The 98-minute fictional narrative film, which opens Feb. 21 at the Edina Cinema, is the Oscar nominee from Palestine this year for best foreign language film.
The film’s impact derives from the dance of death between Israeli intelligence agents and Palestinian militants in the West Bank. Apart from the “separation barrier,” Israel maintains a network of Palestinian informants who provide crucial information to the Jewish state’s security services. Turning patriotic Palestinians into willing informants against the resistance involves some pressure, i.e., torture, which is depicted in Omar. The Israeli occupation of the West Bank is in its 47th year; and keeping the rebels down is apparently a sordid business.
The film opens with Omar (Adam Bakri, in his first feature film role) using a rope to scale the 25-foot security wall, which ostensibly protects Israelis from Palestinian terrorists. When we see him first reach the top of the wall, shots are fired and he beats a quick retreat back down the rope, tearing up his hands in the process.
As it develops, Omar only wants to visit the object of his affections, Nadia (Leem Lubany, also in her first film role), a high school student. He also takes part in an armed attack on an Israeli soldier, with his friends, Tarek (Eyad Hourani) and Amjad (Samer Bisharat). That act of violence sets an increasingly suspenseful series of events in motion. Omar eventually is apprehended and interrogated about the shooting of the Israeli soldier.
These first-timers deliver top-notch performances. The only veteran actor in the film is Waleed Zuaiter, a Palestinian-American with numerous movie and TV credits, who plays Agent Rami, the Israeli intelligence agent who becomes Omar’s handler.
(In a sort of inside joke, Omar asks Rami, “Where did you learn to speak Arabic?” And Rami explains that it’s part of his job. “I thought you were an Arab,” responds Omar, who allows that the Israeli agent has no discernible accent).
Omar provides insights into the fate of imprisoned Palestinians, as far as the means that are applied to get them to collaborate with Israel. Not to give away too much of the plot, but when Omar tells an ostensibly sympathetic fellow prisoner that he “will never confess,” the Israeli military court system regards that statement as a confession of guilt — and he’s looking at 90 years in prison.
The noose tightens around Omar’s neck, so to speak, as he tries to walk a tightrope between the Israelis and his Palestinian comrades, who decide that there’s a turncoat in their midst.

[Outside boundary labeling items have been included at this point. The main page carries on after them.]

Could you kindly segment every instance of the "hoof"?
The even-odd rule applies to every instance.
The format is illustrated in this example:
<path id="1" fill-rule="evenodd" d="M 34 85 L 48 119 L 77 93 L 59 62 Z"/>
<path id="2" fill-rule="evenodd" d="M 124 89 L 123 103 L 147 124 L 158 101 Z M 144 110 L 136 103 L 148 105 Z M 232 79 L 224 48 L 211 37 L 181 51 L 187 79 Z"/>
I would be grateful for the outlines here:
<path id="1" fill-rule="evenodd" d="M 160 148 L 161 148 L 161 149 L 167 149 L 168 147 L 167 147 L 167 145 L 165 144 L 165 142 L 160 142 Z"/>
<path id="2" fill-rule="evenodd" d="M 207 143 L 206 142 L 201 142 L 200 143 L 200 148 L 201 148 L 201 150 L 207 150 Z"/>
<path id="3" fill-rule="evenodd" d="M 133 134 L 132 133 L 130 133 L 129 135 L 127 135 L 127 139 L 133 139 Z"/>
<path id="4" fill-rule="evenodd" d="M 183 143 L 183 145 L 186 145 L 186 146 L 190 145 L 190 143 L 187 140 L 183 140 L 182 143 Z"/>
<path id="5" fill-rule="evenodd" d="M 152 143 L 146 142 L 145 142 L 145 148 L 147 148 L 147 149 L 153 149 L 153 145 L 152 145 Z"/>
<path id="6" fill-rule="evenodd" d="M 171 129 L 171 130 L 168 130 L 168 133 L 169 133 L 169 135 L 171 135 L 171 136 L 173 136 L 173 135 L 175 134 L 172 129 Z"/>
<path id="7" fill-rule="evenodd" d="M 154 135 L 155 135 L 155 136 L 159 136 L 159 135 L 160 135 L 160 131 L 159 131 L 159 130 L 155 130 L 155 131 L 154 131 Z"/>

And Nadia doesn’t know what to make of her boyfriend, as the rumors swirl around him.
Although Abu-Assad was born in Nazareth, and is an Arab citizen of Israel — and much of the film was shot in Israel — the director reportedly insisted that Omar be entered in the Oscar contest as an entry from Palestine.

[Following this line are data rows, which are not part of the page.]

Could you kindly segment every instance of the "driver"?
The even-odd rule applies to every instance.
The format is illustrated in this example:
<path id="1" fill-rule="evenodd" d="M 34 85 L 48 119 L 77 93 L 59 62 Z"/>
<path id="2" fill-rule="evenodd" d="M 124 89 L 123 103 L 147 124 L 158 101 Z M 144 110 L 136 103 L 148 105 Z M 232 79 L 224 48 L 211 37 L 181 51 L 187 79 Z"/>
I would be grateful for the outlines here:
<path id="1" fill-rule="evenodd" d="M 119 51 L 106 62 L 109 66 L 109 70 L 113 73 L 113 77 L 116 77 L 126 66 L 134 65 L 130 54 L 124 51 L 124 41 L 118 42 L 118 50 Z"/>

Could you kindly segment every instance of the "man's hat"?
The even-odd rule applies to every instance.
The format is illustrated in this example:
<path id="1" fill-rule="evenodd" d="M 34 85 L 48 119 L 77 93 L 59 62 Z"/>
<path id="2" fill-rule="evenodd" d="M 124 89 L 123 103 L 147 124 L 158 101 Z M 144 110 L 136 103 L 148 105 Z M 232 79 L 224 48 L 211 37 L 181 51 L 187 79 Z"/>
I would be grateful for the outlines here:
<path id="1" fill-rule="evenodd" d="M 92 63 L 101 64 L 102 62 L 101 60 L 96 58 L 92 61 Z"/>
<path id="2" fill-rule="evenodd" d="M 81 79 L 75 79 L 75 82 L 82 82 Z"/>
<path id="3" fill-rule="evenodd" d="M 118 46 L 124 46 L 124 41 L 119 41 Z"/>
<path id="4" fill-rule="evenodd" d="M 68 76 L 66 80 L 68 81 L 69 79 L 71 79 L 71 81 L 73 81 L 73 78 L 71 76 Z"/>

I interviewed Abu-Assad when he visited Minneapolis during a 2005 press junket for Paradise Now (11-11-05 AJW). Part of our conversation concerned the hazards of filming in Nablus, on the West Bank. He mentioned that on one day of filming, an Israeli missile struck a car near the film set. Later, Palestinian gunmen ordered the crew to leave, and six European crew members left — for good.
Rumors were rife about the film’s subject; some had it that the movie portrayed an Israeli-Palestinian romance. Abu-Assad’s location manager was kidnapped at one point, and the director had to prevail on Yasser Arafat’s office to secure his release.
When we talked, 8 years ago, Abu-Assad vowed never to work in the Palestinian territories again: “I prefer to stay safe and not endanger my life for a movie.”
However, times change and the director filmed Omar in Nazareth, Bisan (Beit She’an) — and Nablus.